このレイの一連の行動は、はたして彼は「男性らしさ」「女性らしさ」の迷路から抜け出せたのかという問いを投げ掛ける。自身のありのままの個性を肯定するならば、これまでの髪型と言葉遣いを改める必要はないはずである。一般的に長髪と柔らかな言葉遣いは女性の特徴とされるが、決して女性の専売特許ではない。男性が髪を伸ばし異質な言葉遣いをしても何ら違法性はなく、魅力や美点にもなりうる。とりわけ『スロウ・ダメージ』の世界では、レイの立ち居振る舞いは社会的に認められており、長髪でオネエ言葉の攻め男性として支障なく生活できる環境下に置かれている。しかし、レイはかつての自分をかなぐり捨て、「男性らしさ」を希求する。
過剰なまでの逸脱と逃避。
彼の行動から見えるのは、「女性的」からの忌避と「男性的」への偏重である。その根底には「男性とはかくあるべき」「女性とはかくあるべき」の峻別が伏在している。「心理パート」で心を暴いてもなお、レイは「男性らしさ」「女性らしさ」の自縄自縛に陥っているのである。

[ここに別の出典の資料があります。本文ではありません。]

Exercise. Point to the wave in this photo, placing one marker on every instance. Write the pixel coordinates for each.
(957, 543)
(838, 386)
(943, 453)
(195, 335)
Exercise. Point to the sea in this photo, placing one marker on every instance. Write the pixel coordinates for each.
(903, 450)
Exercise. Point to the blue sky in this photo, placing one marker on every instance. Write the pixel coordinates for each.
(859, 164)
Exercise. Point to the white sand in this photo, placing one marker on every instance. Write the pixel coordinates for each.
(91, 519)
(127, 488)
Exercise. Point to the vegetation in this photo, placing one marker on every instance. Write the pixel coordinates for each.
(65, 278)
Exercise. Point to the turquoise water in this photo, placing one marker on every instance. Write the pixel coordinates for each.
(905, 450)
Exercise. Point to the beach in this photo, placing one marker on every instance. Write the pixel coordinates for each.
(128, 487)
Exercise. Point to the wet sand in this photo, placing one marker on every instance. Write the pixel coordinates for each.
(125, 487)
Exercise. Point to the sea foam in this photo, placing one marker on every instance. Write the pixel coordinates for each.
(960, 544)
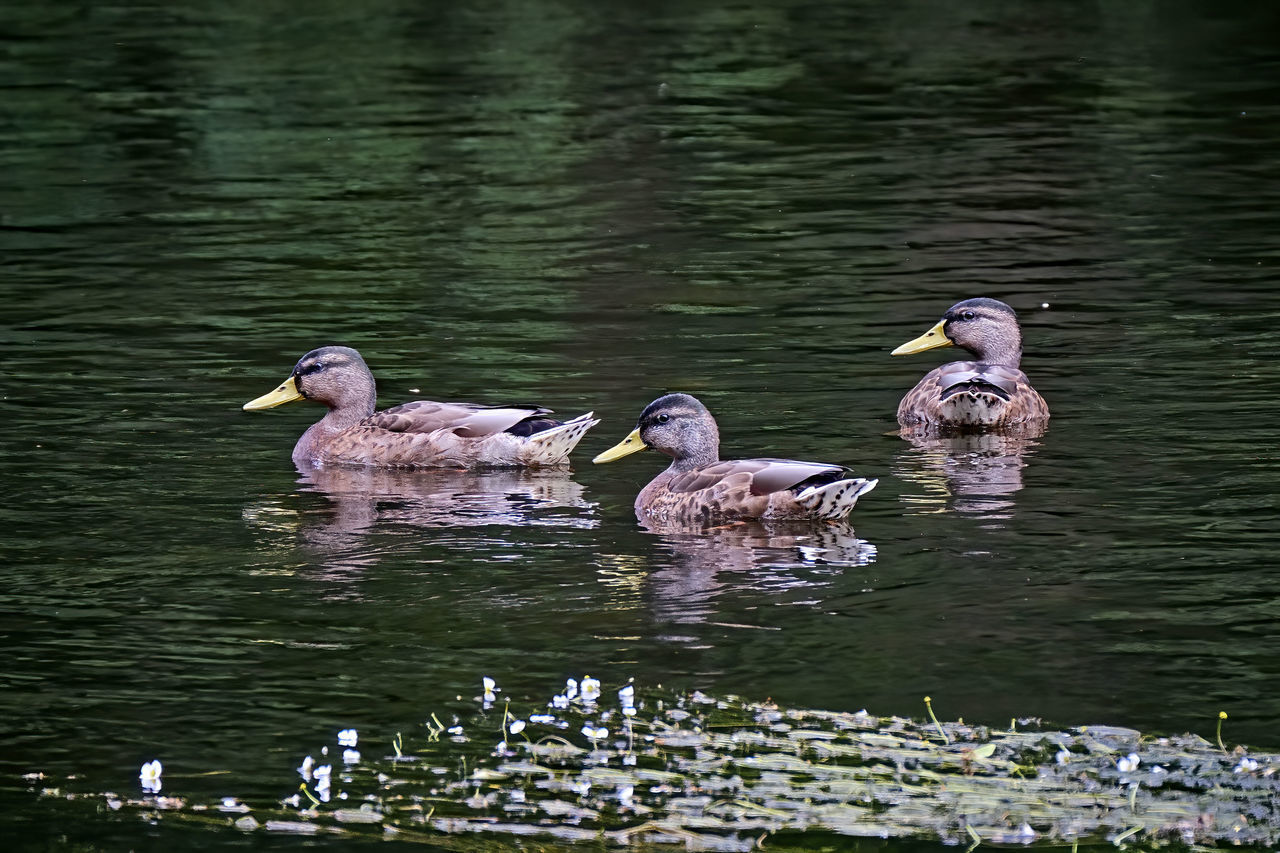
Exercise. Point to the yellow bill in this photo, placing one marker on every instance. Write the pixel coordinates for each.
(931, 340)
(627, 446)
(287, 392)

おじさん攻めとして注目していた中年男性タクは、頼りになるおじさんではなく、決断力に欠ける人間であった。「心理パート」においてタクを説得する場面では、18回言葉を投げかけても(=選択肢を選んでも)心を開かず、苛立ちが募る。たった一つの選択肢で決着をつける他社ゲームの攻略対象と比較すると、タクの頑なさには閉口した。
さらに、その「心理パート」の結果、タクの社会的立場と信用は失墜する。主人公がタクを堕とさなければ、彼は失職しなかったであろう。違法行為への加担よりも職を失う方が恐怖である。無職となった46歳中年男性タクの今後を想像すると、やり切れないエンディングであった。